April 1 - In what has been declared a stunning but partial victory for the Other Campaign, the Chiapas government freed thirty political prisoners last night in response to years of protests for their freedom, but not before giving some of them one last thorough beating. Seventeen prisoners remain incarcerated in Chiapas and Tabasco, eight of whom are on a hunger strike that has lasted 37 days so far. Prisoners, ex-prisoners, and their families and supporters are gearing up for an increasingly tense battle for the freedom of the remaining political prisoners. Outside medical experts say that the symptoms the hunger strikers report and the amount of time they've gone without food has put their lives in danger, and that they may begin to die as early as Sunday. The state government, however, declared that it refuses to negotiate over the remaining prisoners.
The liberated prisoners have declared that they will remain in the plantón (permanent protest encampment) outside the state government headquarters in Tuxtla until all of their compañeros are free. They maintain their fearless resolve despite the government's best efforts to keep them away, including threats and physical violence. Police refused to allow prisoners from the Cereso #17 prison in Catazaja to see the route they were taking to arrive at the government's press conference where it released the prisoners as part of a media stunt.

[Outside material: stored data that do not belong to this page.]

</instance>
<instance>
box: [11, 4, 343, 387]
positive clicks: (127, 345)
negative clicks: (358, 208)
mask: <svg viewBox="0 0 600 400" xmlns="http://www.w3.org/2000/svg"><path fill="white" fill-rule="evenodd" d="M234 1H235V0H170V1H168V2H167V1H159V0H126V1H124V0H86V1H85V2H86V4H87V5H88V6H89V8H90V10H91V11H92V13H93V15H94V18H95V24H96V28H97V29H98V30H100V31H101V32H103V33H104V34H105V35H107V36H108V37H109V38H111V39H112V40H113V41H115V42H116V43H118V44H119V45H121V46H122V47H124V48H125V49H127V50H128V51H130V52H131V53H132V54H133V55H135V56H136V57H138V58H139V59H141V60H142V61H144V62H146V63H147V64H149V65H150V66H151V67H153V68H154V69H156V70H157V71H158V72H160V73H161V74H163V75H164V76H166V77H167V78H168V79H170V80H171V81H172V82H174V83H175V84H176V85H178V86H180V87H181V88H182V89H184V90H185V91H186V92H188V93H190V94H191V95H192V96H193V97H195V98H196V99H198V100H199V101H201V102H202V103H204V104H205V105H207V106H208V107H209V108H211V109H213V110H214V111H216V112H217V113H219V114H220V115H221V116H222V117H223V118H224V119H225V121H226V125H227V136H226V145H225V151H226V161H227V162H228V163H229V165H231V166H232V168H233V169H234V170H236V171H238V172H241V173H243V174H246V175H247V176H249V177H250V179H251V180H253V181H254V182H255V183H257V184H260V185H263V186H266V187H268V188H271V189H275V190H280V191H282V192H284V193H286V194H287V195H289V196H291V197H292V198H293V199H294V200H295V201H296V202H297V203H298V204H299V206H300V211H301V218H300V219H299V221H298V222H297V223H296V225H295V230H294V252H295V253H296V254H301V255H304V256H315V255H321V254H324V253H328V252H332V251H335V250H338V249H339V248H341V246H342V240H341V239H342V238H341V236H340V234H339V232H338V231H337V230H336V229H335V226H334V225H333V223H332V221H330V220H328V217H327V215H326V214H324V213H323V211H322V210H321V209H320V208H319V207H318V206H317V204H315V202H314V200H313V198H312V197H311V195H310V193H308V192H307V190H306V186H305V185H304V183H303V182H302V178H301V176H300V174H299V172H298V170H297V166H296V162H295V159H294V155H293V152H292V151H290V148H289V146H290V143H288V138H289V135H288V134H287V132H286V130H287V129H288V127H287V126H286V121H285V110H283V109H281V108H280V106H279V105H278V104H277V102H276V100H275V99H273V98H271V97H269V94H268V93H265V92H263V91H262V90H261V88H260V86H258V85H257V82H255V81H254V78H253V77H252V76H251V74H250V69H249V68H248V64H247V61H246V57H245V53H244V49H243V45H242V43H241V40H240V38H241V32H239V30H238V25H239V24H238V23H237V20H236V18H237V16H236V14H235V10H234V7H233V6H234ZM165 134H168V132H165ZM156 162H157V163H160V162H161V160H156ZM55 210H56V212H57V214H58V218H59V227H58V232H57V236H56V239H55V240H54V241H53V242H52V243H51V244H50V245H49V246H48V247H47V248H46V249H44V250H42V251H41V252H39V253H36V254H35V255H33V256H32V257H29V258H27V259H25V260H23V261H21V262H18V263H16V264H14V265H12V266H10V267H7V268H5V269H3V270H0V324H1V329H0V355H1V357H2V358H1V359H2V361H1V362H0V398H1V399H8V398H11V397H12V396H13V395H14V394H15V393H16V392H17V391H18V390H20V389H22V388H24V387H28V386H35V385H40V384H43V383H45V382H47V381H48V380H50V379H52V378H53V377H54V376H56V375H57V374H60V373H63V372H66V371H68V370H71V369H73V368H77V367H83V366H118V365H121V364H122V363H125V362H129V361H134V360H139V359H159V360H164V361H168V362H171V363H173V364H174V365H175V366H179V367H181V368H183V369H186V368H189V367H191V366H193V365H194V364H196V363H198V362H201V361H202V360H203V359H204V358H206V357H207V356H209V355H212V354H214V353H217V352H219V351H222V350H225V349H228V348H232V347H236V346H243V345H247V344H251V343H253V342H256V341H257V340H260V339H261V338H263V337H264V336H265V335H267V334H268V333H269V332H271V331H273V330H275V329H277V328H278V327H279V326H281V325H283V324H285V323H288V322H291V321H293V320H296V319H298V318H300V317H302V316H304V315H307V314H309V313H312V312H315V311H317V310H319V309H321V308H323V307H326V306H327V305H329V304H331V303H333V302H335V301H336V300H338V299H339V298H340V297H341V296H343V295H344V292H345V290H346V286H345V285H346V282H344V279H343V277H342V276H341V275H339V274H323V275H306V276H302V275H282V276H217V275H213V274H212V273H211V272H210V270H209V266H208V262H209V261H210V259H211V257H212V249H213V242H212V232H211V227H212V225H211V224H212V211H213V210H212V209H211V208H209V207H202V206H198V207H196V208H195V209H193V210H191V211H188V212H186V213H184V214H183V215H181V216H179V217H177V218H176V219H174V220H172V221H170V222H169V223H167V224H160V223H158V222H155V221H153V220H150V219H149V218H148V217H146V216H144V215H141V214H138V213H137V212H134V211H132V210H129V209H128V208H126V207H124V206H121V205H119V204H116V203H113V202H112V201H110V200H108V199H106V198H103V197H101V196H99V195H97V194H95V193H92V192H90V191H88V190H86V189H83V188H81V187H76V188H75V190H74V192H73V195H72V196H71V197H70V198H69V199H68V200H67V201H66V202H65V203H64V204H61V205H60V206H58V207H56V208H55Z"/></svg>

According to the recently released prisoners, the police beat them on the way to the press conference until their heads and arms were purple and they were bleeding. Their wrists were bound tightly with tape, cutting off circulation to their hands. After the press conference, the police loaded them back into a government vehicle, beat some of them again, and told them they were going to be returned to jail.
Their Crime: Being Indigenous and Poor
The prisoners belong to a variety of organizations, including EZLN bases of support, adherents to the Zapatistas' Other Campaign, an evangelical Christian organization, and the Party of the Democratic Revolution (PRD in its Spanish initials). The amount of time they've spent in jail varies: the two Zapatista prisoners in Tabasco have been imprisoned for twelve years, other prisoners for one year.
The prisoners were incarcerated under a wide array of circumstances. Paramilitary organizations accused some Zapatista support bases of crimes the paramilitaries themselves committed. Antonio Garcia Flores, for example, is a member of the EZLN and participated in the Zapatista's 1994 uprising. He was arrested then in Ocosingo after members of the paramilitary organization Chinchulines turned him in, then later released under an amnesty law that freed all Zapatista prisoners. The Chinchulines later dissolved and integrated themselves into the Organization for the Defense of Indigenous and Campesino Rights (Opddic in its Spanish initials), an anti-Zapatista paramilitary organization with a civilian face of legitimacy. In 1999, Opddic members accused him of “robbery with violence,” and in March 2006 the government imprisoned him under those charges. After serving two years in prison for a crime he did not commit, he was released last night.